Each radioactive isotope decays exponentially at a characteristic rate that depends on its half-life. By measuring the relative amounts of different isotopes in an object you can work backwards and calculate its age. This is exploited in carbon dating where the activity from small amounts of carbon-14 is measured.
The Turin Shroud in 1988 was dated by this method and it was shown to be only 689 years old, and therefore not linked with the crucifixion of Christ. Similarly, in 1991 a body was found sticking out of a glacier in the Tyrolean Alps. Using carbon dating, ‘Otzi the Iceman’ – as he was dubbed – was estimated to have died between 3350 and 3100 BC.

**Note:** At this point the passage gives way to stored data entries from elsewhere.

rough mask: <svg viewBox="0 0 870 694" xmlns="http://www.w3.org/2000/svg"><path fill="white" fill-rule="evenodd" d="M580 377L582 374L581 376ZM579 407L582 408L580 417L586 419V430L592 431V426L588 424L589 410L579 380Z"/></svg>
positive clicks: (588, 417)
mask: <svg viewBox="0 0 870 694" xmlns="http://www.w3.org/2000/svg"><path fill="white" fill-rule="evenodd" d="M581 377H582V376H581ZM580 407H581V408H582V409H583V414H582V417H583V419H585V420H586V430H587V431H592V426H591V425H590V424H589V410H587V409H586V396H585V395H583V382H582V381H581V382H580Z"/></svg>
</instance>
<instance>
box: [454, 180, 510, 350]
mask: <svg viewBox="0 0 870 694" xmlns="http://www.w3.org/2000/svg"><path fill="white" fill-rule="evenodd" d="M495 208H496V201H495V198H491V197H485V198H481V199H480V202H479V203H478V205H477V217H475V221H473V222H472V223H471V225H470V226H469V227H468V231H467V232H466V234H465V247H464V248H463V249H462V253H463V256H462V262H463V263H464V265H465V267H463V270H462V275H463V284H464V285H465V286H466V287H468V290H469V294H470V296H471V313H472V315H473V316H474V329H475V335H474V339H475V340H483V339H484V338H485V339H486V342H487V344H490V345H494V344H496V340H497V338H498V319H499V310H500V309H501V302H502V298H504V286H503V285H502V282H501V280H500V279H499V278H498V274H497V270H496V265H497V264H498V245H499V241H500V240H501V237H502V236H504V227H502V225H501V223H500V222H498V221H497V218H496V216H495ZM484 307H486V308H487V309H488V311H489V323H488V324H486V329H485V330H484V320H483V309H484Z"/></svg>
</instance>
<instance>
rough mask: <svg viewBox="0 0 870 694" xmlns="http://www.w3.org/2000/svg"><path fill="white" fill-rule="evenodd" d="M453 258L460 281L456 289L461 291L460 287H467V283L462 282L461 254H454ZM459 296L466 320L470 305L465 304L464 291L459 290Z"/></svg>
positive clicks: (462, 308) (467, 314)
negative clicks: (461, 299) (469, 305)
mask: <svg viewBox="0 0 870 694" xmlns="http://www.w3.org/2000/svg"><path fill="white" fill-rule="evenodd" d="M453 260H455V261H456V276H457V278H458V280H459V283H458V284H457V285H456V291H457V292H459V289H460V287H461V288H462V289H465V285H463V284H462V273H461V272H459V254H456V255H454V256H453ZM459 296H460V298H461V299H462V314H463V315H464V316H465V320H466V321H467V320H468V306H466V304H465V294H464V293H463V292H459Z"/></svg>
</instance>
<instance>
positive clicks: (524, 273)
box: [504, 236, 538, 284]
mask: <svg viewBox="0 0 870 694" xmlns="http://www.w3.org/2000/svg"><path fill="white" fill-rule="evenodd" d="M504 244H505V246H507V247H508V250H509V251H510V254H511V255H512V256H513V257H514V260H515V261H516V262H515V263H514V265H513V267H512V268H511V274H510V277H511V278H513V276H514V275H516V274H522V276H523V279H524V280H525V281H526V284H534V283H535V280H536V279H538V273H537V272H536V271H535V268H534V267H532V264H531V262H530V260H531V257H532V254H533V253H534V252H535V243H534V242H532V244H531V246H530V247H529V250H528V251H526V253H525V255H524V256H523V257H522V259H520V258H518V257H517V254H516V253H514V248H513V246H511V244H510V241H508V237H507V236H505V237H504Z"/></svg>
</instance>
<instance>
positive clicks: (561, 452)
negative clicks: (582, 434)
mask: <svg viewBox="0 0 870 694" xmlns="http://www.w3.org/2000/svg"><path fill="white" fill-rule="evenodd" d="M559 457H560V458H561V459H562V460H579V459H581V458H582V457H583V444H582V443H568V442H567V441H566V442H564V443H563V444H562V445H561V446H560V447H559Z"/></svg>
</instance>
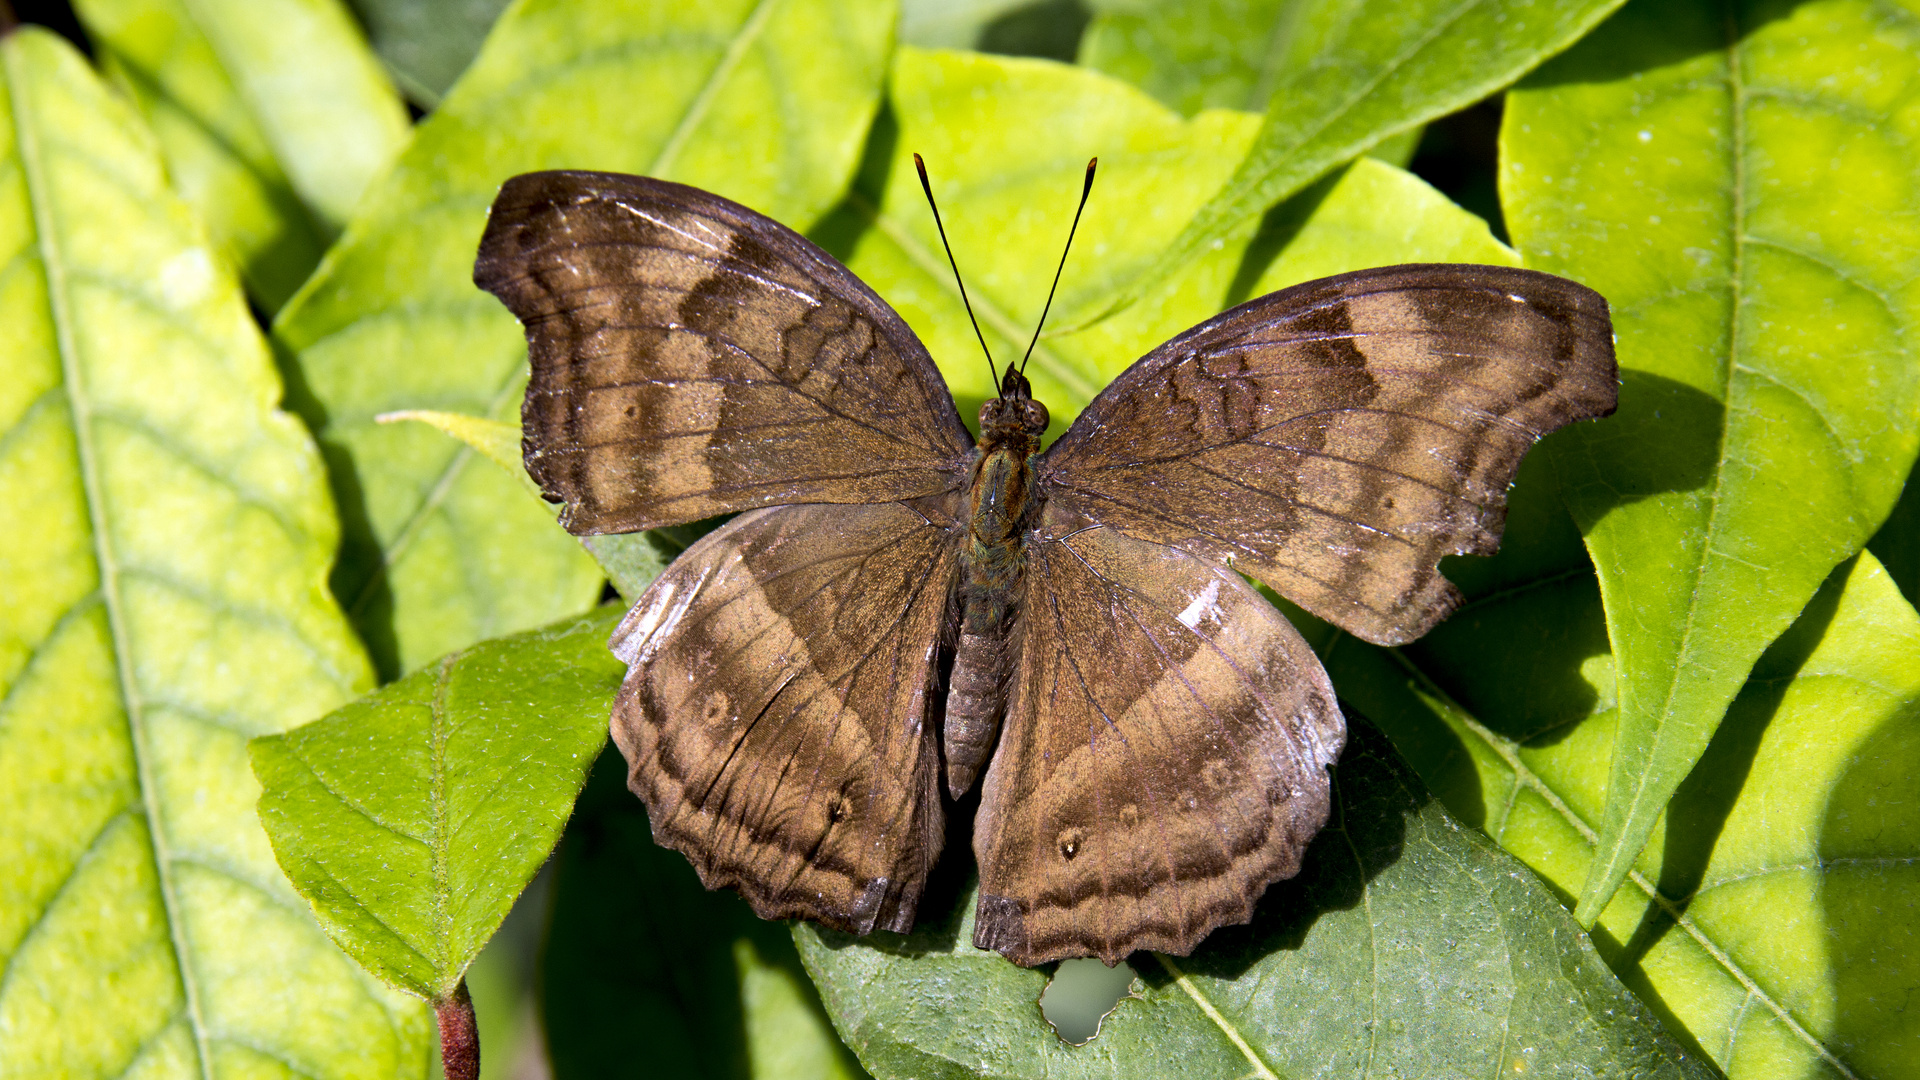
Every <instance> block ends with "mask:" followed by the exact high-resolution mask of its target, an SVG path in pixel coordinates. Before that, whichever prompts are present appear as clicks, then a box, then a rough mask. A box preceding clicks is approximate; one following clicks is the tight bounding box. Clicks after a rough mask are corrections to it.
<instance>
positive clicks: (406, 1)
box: [348, 0, 507, 108]
mask: <svg viewBox="0 0 1920 1080" xmlns="http://www.w3.org/2000/svg"><path fill="white" fill-rule="evenodd" d="M348 4H351V6H353V12H355V13H357V15H359V17H361V25H365V27H367V37H369V38H371V40H372V48H374V52H378V54H380V60H384V61H386V69H388V71H392V73H394V81H396V83H399V88H401V90H405V92H407V96H409V98H413V100H415V102H419V104H420V106H424V108H434V106H438V104H440V98H444V96H445V94H447V88H449V86H453V81H455V79H459V77H461V71H465V69H467V65H468V63H472V58H474V54H478V52H480V42H482V40H486V33H488V29H492V27H493V19H497V17H499V13H501V12H503V10H505V8H507V0H348Z"/></svg>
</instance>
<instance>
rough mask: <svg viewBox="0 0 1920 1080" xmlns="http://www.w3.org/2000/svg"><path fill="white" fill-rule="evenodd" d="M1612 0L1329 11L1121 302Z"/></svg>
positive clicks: (1190, 260) (1560, 44) (1398, 0)
mask: <svg viewBox="0 0 1920 1080" xmlns="http://www.w3.org/2000/svg"><path fill="white" fill-rule="evenodd" d="M1619 4H1620V0H1467V2H1459V0H1359V2H1356V4H1350V6H1344V8H1336V10H1332V12H1329V15H1332V17H1331V19H1329V21H1327V29H1325V31H1323V33H1321V35H1319V37H1317V42H1315V44H1317V46H1319V48H1317V52H1315V54H1313V61H1311V63H1304V65H1298V67H1296V69H1292V71H1286V77H1284V79H1283V81H1281V83H1279V85H1277V86H1275V88H1273V96H1271V102H1269V106H1267V117H1265V123H1261V125H1260V136H1258V138H1256V140H1254V144H1252V146H1250V148H1248V152H1246V156H1244V160H1242V161H1240V163H1238V167H1236V169H1235V173H1233V177H1231V179H1229V181H1227V183H1225V184H1223V186H1219V188H1215V192H1213V194H1212V198H1210V200H1208V202H1206V206H1202V208H1200V209H1198V211H1196V213H1194V215H1192V221H1188V223H1187V227H1185V229H1181V233H1179V236H1173V238H1171V240H1169V242H1167V244H1165V246H1164V250H1162V252H1160V258H1158V259H1154V261H1152V263H1150V265H1146V267H1142V269H1140V275H1139V279H1137V281H1135V282H1133V284H1129V288H1127V290H1125V294H1123V296H1121V298H1117V302H1131V300H1137V298H1139V296H1142V294H1146V292H1152V290H1154V288H1160V284H1162V282H1164V281H1165V279H1169V277H1173V275H1175V273H1179V269H1181V267H1183V265H1187V263H1188V261H1192V259H1196V258H1202V256H1204V254H1206V252H1208V250H1210V248H1213V246H1215V244H1219V242H1221V240H1225V238H1227V236H1229V234H1231V233H1235V231H1236V229H1240V227H1242V223H1244V221H1248V219H1252V217H1256V215H1260V213H1263V211H1265V209H1267V208H1269V206H1273V204H1275V202H1279V200H1283V198H1288V196H1292V194H1294V192H1296V190H1300V188H1304V186H1306V184H1309V183H1313V181H1315V179H1319V177H1323V175H1327V173H1329V171H1331V169H1334V167H1338V165H1340V163H1342V161H1348V160H1352V158H1354V156H1356V154H1361V152H1365V150H1367V148H1371V146H1375V144H1379V142H1380V140H1382V138H1386V136H1392V135H1398V133H1402V131H1407V129H1411V127H1417V125H1423V123H1427V121H1430V119H1434V117H1438V115H1444V113H1450V111H1453V110H1459V108H1463V106H1467V104H1471V102H1476V100H1480V98H1484V96H1486V94H1490V92H1494V90H1498V88H1501V86H1505V85H1507V83H1511V81H1515V79H1519V77H1521V75H1524V73H1526V71H1528V69H1532V67H1534V65H1538V63H1540V61H1542V60H1546V58H1549V56H1553V54H1555V52H1559V50H1563V48H1567V46H1569V44H1572V42H1574V40H1578V38H1580V35H1584V33H1586V31H1588V29H1592V27H1594V25H1596V23H1599V19H1601V17H1605V15H1607V13H1609V12H1611V10H1615V8H1617V6H1619Z"/></svg>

The only problem with carbon-14 is that it has a half-life of ‘only’ 5,730 years. This is fine for relatively young objects up to 50,000 years old, but not much use for fossils, which can be millions or even billions of years old. Isotopes, with a much longer half-life, are needed such as uranium-238, which decays to lead-206 with a half-life of 4.5 billion years.
To make matters worse, these radioactive elements do not normally exist in the sedimentary rock where dinosaur fossils are found. Nearby layers which include igneous rock, must be used instead to indirectly date the fossil. Nonetheless, the oldest piece of rock discovered on Earth is a zircon crystal from western Australia – estimated to be 4.4 billion years old!
As well as their age, one thing we would all like to know is why are there no dinosaurs roaming Lyme Regis today – what caused their mass extinction?
It was the Nobel Prize-winning particle physicist Luis Alvarez and his son Walter – a geologist – who came up with an answer. In 1980, they suggested that a huge asteroid – the size of San Francisco – smashed into the Earth 66 million years ago filling the atmosphere around the globe with dust and debris. The loss of sunlight stopped photosynthesis with the result that food chains collapsed, and extinction soon followed.
Alvarez based his theory on samples of limestone rock collected by Walter in a small Italian village. He asked two nuclear chemists to determine the concentrations of elements in the rock and was surprised to discover a clay layer 600 times richer in iridium than the surrounding rock.
Iridium – a metal like platinum – is one of the rarest elements in the Earth’s crust, so how did it get there?
Spikes of iridium were soon found in clay layers from other places around the world alongside a layer of soot, pointing the finger to an extra-terrestrial source – like asteroids, which are known to contain high levels of iridium!
When the huge Chicxulub crater – 120 miles wide and 12 miles deep – was found in 1991 off the coast of Mexico, the likely site for the asteroid impact was located. Not everyone accepted the theory, but in 2010 an international panel ruled that the evidence favoured an asteroid sparking the extinction. As the estimated dates for the impact and the extinction agree, it remains the most widely supported explanation.
Other catastrophic events triggered by the impact – like volcanic eruptions and releases of toxins – are likely to have also played a part in ending the rule of the dinosaurs in Lyme Regis… and elsewhere.
Glenn Patrick is a particle physicist and science communicator who explores the quantum world of sub-atomic particles (including at the Large Hadron Collider) and now lives in Lyme Regis.
EDITOR’S NOTE: When fossil hunting, stay away from cliffs, never hammer the cliffs, look out for mud flows and check tide times. Make sure you are properly equipped and, if inexperienced, seek advice from Lyme Regis Museum or Charmouth Heritage Coast Centre.